This week’s reading, from the beginning of the book of Deuteronomy, is always read on the Shabbat preceding the Ninth of Av (Tish‘ah be-Av), a day of mourning that commemorates the destruction of the first and second temples in Jerusalem. The haftarah (reading from the Prophets) accompanying this portion is likewise fixed: it is always the first chapter of the book of Isaiah, verses 1-27. The two readings share one particular word, eikhah (alas!) that captures the essence of this sad time. In fact, this same word eikhah is also used as the Hebrew title of the book of Lamentations, read as part of Ninth of Av liturgy.

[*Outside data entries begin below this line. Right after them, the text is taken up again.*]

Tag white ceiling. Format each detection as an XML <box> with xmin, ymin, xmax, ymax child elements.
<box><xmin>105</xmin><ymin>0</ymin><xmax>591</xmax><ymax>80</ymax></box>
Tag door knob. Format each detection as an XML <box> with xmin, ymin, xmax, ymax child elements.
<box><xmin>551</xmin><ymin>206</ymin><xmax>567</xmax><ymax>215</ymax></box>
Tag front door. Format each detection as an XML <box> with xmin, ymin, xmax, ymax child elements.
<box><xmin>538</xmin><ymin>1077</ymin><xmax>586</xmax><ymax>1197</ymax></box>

But the reading from Isaiah was chosen as the haftarah not merely because of this verbal tally. Isaiah describes in some detail the sins of the people—sins that, he said, brought about the conquest of the northern tribes at the hands of the Assyrian army in 722 BCE and their subsequent deportation to points unknown in the Assyrian empire.
What were they guilty of? Among other things, corruption and injustice: “From head to toe, no one is straight,” Isaiah says. Still worse, the institutions of religion are used by the guilty in a vain attempt to cover their wrongdoing. “What need do I have of all your sacrifices,” God says; “I’ve had enough burnt offerings of rams, suet of fatlings; I don’t want the blood of bulls and lambs and he-goats.” Instead, “Wash and be cleansed, and remove your evil from out of My sight. Stop your wrongdoing and practice doing what’s right.”

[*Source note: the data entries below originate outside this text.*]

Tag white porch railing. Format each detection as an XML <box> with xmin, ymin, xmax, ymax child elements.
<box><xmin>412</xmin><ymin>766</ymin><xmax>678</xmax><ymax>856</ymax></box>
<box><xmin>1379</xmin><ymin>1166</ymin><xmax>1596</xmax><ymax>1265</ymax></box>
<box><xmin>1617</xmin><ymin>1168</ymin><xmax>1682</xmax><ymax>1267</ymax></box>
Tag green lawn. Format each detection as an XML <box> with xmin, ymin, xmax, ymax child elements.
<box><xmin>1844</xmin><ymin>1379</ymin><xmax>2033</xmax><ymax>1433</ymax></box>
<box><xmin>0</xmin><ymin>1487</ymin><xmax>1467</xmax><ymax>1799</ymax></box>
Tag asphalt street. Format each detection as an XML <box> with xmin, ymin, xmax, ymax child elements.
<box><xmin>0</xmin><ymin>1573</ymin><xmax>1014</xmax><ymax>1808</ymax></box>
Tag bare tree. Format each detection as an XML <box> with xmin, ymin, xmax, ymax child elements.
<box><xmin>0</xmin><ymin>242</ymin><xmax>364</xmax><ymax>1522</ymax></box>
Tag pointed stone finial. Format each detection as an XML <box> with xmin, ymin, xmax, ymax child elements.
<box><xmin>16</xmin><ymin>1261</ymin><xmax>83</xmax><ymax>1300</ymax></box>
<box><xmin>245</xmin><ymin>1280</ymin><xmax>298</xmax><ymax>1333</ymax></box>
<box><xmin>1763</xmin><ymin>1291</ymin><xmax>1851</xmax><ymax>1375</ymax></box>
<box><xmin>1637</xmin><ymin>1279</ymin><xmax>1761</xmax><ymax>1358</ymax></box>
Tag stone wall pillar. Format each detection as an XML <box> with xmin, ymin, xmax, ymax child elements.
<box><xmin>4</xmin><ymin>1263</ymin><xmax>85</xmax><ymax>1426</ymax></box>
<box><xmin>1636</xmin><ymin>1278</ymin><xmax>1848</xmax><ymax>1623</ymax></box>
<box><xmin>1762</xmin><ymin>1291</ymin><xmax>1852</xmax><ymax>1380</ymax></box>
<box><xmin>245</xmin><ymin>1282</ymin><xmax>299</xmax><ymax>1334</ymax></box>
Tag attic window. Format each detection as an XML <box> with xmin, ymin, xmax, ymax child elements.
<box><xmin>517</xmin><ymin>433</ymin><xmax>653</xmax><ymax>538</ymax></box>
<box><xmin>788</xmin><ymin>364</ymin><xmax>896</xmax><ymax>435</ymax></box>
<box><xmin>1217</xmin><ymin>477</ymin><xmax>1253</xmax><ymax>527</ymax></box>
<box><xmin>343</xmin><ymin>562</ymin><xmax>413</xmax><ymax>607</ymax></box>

Such noble words are rarely given a serious audience; this is as true today as it was in Isaiah’s time. But even if catastrophe was not avoided, the words themselves survive. I have always been taken by the subtlety of Isaiah’s initial denunciation of his contemporaries: “An ox knows its owner, and a donkey its master’s trough; Israel does not know, My people has not begun to understand.”
It used to be said about such lines that they are a good example of parallelism, said to be the hallmark of biblical poetry: each line divides into two clauses, and the two clauses say “the same idea in different words.” But we now know that this is really not a very good description of how these poetic lines work. Usually, they aren’t saying the same thing exactly.
In the case at hand, an ox may not be the noblest of animals, but it is generally obedient; two oxen can be yoked together without protest and jointly plow the farmer’s fields. It is in this sense that they know their owners, obediently doing what is demanded. But all a donkey is said to know in this verse is “its master’s trough.” No matter how disobedient he may be, when it comes time to be fed, the donkey will find the food that he is given. The same cannot be said of Israel. In this great, non-parallel descent, Israel comes in third: it does not know what an ox knows, it doesn’t even know what a donkey knows; in fact, it has not even begun to understand.
But this compact pair of lines has a secret addendum: the words “owner” and “master” were two ways of referring to the divine. Thus, the word “owner” (koneh) is sometimes used of God in the sense of “Creator” (Gen 14:19, 14:22; Deut 32:6, Ps 139:13, 78:54; Prov 8:22). As for “master” (ba‘al), this word was also the common name for a major Canaanite deity, Ba‘al/Hadad. So what the prophet is saying is that even a dumb beast knows enough to understand that he has a koneh. And even a donkey-like devotee of Ba‘al, however wrong he or she may be about the deity to be addressed, at least grasps the general principle that our food is given to us. Israel seems not even to have grasped this much; in fact, they haven’t even begun to understand.